Entstehungshintergrund
Der Titel „Netzwerkorientierung in Kommunen und Sozialwirtschaft“ erscheint in der Lehrbuchreihe „Basiswissen Sozialwirtschaft und Sozialmanagement“, die zentrale Inhalte zur Koordination dieser u.a. im öffentlichen Auftrag erfüllten Aufgaben verständlich und didaktisch aufbereitet vermitteln will.
Aufbau
Neben einer Einführung ist der Text in sieben Kapitel eingeteilt und umfasst 140 Seiten. Jedes Kapitel hat eine vorangestellte Zusammenfassung und nennt an seinem Ende nochmals wichtige Aspekte des Textabschnitts. Außerdem werden für jedes Kapitel Lernziele formuliert sowie vertiefende Literaturempfehlungen und Empfehlungen zur praxisbezogenen Reflexion gegeben. Ein kleines Glossar erklärt 37 im Text verwendete Begriffe.
Inhalt
Nach der Einführung mit einem Überblick über das Werk wird im Kapitel 1 einleitend deutlich gemacht, dass der Netzwerkbegriff als Metapher einer modernen Gesellschaft zu deuten ist. Gestaltend wird diese Entwicklung in der Privatwirtschaft aufgegriffen und Unternehmen als Netzwerk organisiert. In der Sozialwirtschaft könnten so Funktions- und Hierarchiebarrieren überwunden werden.
Im Kapitel 2 wird knapp die Entwicklung staatlicher Steuerungsmodi nachgezeichnet. Hierarchische und marktliche Steuerungsmodi sind zwar weiter relevant. Nach der binnenorientierten Managementmodernisierung kommunaler Verwaltungen in Deutschland durch das Neue Steuerungsmodell betont Public Governance interorganisational den koproduzierenden Charakter vieler öffentlicher Dienstleistungen.

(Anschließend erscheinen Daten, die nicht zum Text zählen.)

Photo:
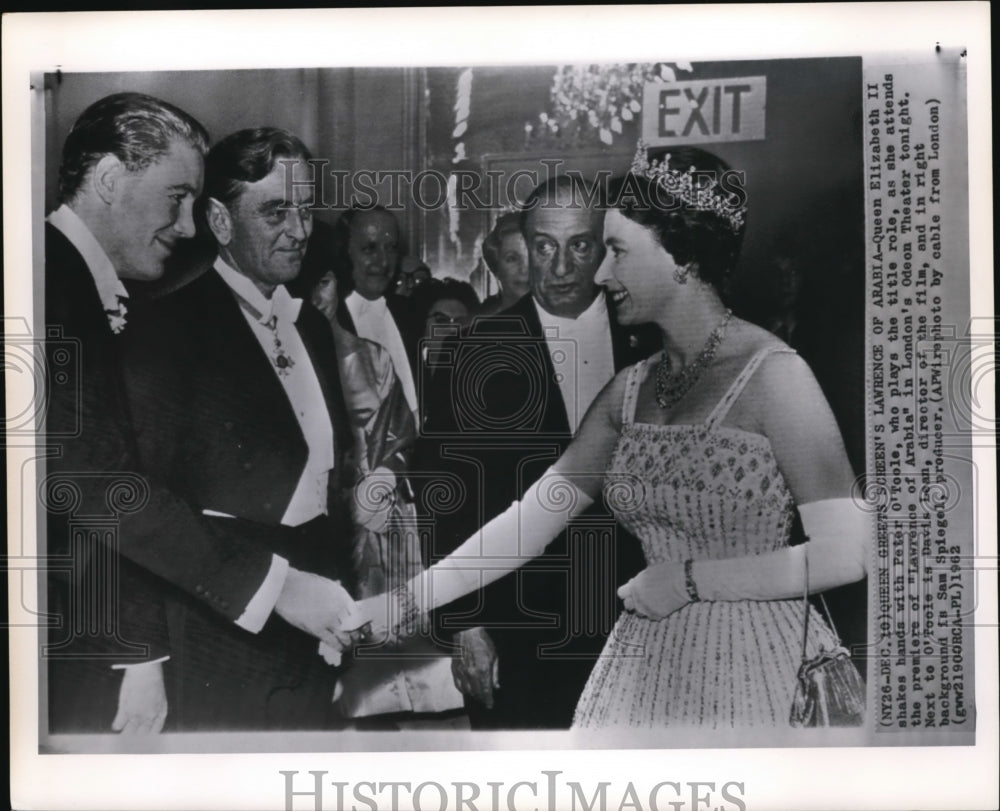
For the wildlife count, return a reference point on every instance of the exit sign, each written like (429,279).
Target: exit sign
(704,111)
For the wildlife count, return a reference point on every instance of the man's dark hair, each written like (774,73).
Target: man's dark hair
(581,195)
(248,156)
(136,128)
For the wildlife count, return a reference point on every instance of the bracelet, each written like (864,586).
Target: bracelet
(689,584)
(407,612)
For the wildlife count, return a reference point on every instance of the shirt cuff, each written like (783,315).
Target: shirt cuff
(140,664)
(261,605)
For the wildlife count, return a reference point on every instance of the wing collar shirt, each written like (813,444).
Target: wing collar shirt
(272,322)
(373,321)
(581,353)
(109,285)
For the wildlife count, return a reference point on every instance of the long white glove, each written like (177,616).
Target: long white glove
(839,531)
(510,540)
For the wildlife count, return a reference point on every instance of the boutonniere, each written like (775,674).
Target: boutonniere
(116,317)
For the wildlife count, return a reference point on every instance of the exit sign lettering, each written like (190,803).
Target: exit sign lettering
(704,111)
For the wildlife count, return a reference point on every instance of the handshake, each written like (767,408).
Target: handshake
(322,608)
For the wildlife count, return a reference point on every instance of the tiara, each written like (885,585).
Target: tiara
(698,191)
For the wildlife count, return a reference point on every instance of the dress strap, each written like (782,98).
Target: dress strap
(736,389)
(636,374)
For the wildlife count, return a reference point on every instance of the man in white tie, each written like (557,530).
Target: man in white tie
(238,404)
(132,167)
(365,275)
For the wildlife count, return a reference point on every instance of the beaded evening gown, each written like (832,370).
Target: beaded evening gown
(703,491)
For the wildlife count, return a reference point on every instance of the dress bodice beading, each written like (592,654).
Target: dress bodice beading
(697,491)
(700,491)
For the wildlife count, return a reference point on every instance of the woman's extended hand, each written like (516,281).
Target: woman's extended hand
(656,592)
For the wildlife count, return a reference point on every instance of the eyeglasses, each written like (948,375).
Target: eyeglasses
(444,318)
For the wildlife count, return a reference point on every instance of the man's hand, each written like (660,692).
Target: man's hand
(316,605)
(476,670)
(142,700)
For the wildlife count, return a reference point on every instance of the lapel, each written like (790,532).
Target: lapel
(73,306)
(235,371)
(554,419)
(71,298)
(249,369)
(318,339)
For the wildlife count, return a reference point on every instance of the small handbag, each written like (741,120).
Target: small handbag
(829,691)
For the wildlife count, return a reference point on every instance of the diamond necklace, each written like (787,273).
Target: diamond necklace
(671,386)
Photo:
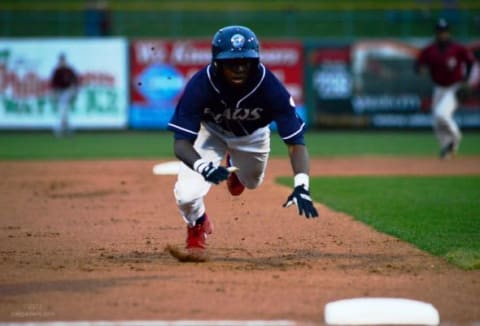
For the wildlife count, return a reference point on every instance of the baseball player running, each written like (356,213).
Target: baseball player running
(450,65)
(225,111)
(64,83)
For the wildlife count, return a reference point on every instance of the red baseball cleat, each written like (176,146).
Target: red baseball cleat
(197,235)
(235,187)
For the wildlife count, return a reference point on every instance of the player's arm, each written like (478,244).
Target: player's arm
(300,196)
(420,66)
(299,158)
(185,152)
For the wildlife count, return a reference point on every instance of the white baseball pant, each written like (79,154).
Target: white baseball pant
(64,100)
(444,105)
(249,154)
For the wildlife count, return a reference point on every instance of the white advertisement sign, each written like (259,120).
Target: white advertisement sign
(26,67)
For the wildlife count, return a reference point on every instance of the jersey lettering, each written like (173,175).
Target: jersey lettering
(241,114)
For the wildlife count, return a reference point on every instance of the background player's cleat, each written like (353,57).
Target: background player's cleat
(235,187)
(447,151)
(197,235)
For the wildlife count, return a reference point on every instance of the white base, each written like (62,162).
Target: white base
(167,168)
(380,311)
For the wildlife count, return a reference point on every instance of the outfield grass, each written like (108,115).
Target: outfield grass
(440,215)
(140,144)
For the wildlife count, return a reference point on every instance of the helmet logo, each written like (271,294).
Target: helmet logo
(238,40)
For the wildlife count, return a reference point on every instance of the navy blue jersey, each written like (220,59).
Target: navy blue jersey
(207,100)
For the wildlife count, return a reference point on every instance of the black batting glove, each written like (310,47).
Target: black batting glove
(211,173)
(301,198)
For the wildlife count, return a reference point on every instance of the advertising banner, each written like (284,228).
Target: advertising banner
(26,66)
(372,83)
(161,68)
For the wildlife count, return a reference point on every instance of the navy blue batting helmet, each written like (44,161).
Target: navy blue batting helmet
(235,42)
(442,25)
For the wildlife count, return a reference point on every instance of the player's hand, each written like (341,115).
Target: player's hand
(211,173)
(301,197)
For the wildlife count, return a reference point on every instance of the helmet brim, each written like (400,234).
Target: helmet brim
(228,55)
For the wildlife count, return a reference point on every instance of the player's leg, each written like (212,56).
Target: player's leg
(446,129)
(191,187)
(63,106)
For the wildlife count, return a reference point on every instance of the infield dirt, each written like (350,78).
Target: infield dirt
(84,240)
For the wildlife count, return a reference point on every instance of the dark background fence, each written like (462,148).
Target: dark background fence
(272,19)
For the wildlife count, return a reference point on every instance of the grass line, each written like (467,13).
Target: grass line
(440,215)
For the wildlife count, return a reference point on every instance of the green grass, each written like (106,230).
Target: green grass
(440,215)
(155,144)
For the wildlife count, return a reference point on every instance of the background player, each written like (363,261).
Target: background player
(64,82)
(450,65)
(225,110)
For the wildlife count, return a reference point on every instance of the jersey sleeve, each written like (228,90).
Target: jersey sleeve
(185,122)
(421,59)
(291,127)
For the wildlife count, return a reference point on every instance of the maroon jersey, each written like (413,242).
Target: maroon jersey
(447,65)
(64,77)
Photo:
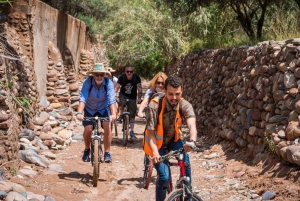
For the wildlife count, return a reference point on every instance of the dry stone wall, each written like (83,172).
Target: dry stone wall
(247,94)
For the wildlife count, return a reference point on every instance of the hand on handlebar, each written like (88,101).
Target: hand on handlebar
(141,115)
(189,146)
(79,117)
(155,158)
(112,117)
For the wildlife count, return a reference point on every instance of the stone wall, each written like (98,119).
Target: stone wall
(67,33)
(247,94)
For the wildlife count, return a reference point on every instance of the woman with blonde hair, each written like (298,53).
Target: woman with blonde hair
(156,85)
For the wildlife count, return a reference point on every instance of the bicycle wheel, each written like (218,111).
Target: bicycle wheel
(116,128)
(96,163)
(148,168)
(125,129)
(178,196)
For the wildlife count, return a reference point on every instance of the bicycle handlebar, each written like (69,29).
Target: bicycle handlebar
(95,119)
(127,100)
(176,152)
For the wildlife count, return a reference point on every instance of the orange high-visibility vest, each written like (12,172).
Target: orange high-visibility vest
(159,128)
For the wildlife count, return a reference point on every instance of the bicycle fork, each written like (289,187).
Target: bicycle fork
(95,137)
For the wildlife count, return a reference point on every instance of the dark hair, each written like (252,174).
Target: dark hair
(174,81)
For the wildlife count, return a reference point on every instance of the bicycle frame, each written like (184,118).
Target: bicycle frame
(184,181)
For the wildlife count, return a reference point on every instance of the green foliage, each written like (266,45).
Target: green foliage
(14,171)
(6,1)
(139,34)
(92,24)
(25,102)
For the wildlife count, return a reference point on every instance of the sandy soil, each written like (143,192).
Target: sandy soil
(220,171)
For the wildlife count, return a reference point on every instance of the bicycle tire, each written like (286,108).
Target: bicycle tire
(148,168)
(116,128)
(177,196)
(96,163)
(125,130)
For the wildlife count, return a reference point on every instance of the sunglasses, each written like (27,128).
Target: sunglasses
(99,74)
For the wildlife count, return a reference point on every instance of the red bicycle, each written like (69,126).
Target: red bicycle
(183,186)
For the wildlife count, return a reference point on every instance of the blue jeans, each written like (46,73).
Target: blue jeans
(163,170)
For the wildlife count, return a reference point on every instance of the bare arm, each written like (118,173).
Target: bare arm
(140,90)
(152,139)
(142,107)
(117,87)
(191,124)
(80,109)
(112,108)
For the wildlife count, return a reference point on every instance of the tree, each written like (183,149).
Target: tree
(249,13)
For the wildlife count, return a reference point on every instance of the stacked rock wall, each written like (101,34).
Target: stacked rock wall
(247,94)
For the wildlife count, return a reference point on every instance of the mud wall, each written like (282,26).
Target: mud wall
(247,94)
(64,31)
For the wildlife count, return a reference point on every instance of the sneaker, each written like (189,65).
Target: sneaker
(107,157)
(119,120)
(132,136)
(86,155)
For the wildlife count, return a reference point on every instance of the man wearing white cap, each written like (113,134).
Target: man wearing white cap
(97,97)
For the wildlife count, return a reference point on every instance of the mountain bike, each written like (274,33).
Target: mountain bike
(125,120)
(96,148)
(183,190)
(148,168)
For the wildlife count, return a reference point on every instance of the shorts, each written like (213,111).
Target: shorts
(87,114)
(132,107)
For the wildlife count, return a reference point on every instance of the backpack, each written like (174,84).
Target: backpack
(133,77)
(160,106)
(105,86)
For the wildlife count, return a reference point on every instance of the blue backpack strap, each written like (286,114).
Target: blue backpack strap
(105,86)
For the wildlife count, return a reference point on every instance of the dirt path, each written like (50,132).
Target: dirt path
(219,172)
(216,176)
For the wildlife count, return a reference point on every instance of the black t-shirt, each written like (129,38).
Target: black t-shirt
(129,87)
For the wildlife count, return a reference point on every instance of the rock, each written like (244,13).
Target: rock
(31,195)
(18,188)
(32,157)
(28,134)
(290,151)
(49,154)
(56,105)
(65,111)
(40,120)
(56,168)
(27,172)
(44,102)
(3,194)
(49,198)
(74,86)
(14,196)
(45,136)
(46,127)
(65,134)
(5,186)
(268,195)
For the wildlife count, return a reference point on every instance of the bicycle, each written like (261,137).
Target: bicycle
(125,120)
(96,147)
(148,168)
(183,184)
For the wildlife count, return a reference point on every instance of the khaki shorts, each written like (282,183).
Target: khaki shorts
(132,107)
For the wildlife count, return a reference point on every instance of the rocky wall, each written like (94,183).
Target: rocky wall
(247,94)
(67,33)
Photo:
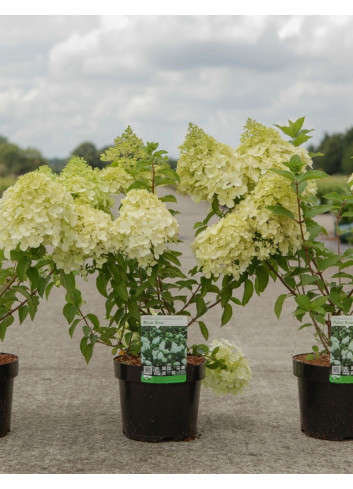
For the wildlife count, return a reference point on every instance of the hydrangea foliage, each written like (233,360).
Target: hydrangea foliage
(235,373)
(145,226)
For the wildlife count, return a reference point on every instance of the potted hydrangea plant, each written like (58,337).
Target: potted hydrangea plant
(267,231)
(135,264)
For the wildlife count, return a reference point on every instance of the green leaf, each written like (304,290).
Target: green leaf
(319,209)
(312,175)
(335,196)
(325,263)
(73,327)
(33,276)
(22,266)
(226,295)
(4,325)
(284,173)
(70,311)
(227,314)
(101,283)
(303,301)
(48,289)
(200,305)
(248,291)
(121,290)
(280,211)
(262,278)
(308,280)
(306,325)
(302,138)
(137,185)
(94,320)
(22,313)
(68,281)
(88,351)
(279,304)
(74,297)
(168,198)
(204,330)
(318,302)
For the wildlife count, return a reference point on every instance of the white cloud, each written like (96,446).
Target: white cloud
(68,79)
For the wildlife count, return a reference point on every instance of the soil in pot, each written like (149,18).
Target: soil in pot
(159,412)
(325,408)
(8,371)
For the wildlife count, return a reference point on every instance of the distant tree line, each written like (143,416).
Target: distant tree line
(15,161)
(337,150)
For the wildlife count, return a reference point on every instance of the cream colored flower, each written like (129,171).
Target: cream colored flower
(36,210)
(92,237)
(235,377)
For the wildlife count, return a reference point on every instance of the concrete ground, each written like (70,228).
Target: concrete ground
(66,415)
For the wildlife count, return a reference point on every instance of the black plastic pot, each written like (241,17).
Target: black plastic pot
(8,372)
(158,412)
(326,409)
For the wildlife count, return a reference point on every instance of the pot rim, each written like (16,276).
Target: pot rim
(132,373)
(9,370)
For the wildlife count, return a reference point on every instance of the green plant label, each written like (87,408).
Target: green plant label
(341,354)
(163,349)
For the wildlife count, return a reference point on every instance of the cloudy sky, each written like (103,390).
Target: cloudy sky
(67,79)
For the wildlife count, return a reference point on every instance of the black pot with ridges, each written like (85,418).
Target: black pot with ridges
(8,372)
(326,409)
(158,412)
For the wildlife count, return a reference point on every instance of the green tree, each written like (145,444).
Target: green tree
(16,161)
(347,160)
(90,153)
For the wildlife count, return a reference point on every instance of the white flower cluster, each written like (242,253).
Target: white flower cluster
(263,148)
(250,230)
(235,377)
(92,237)
(35,211)
(145,226)
(207,168)
(86,184)
(59,211)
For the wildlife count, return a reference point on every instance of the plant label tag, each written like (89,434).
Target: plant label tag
(163,349)
(341,354)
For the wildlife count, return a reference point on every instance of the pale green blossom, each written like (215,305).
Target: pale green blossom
(92,237)
(128,149)
(86,184)
(207,168)
(235,377)
(251,230)
(263,148)
(227,247)
(36,210)
(145,226)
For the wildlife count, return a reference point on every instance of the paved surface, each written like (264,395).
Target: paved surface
(66,415)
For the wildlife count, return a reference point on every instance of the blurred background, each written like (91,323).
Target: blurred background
(71,84)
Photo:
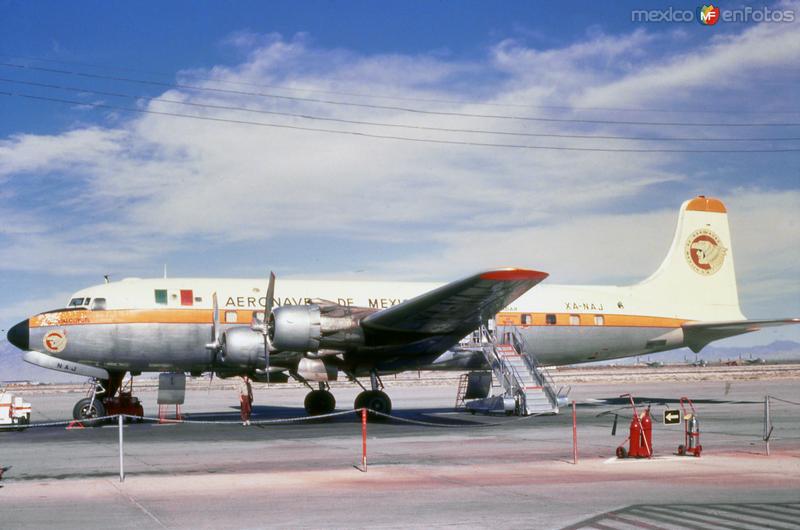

In einem Netzwerk wichtig ist also die Balance dieser Steuerungsmodi mit Blick auf rechtliche Normen, Ressourcen und Leistungsadressaten.
Das Menschenbild der soziologischen Netzwerktheorie ist Basis des Kapitels 3: Demnach ist soziales Handeln von der Einbettung in direkte und indirekte Beziehungen beeinflusst. Soziale Strukturkategorien wie Geschlecht oder sozialer Status verlieren heute an Bedeutung; in Gruppen sind nur direkte Beziehungen relevant. Im Detail wird dann auf die phänomenologische Netzwerktheorie sowie die Akteur-Netzwerk-Theorie eingegangen. Am Beispiel des Kinderschutzgesetzes wird die phänomenologische Netzwerktheorie auf die Sozialwirtschaft angewendet.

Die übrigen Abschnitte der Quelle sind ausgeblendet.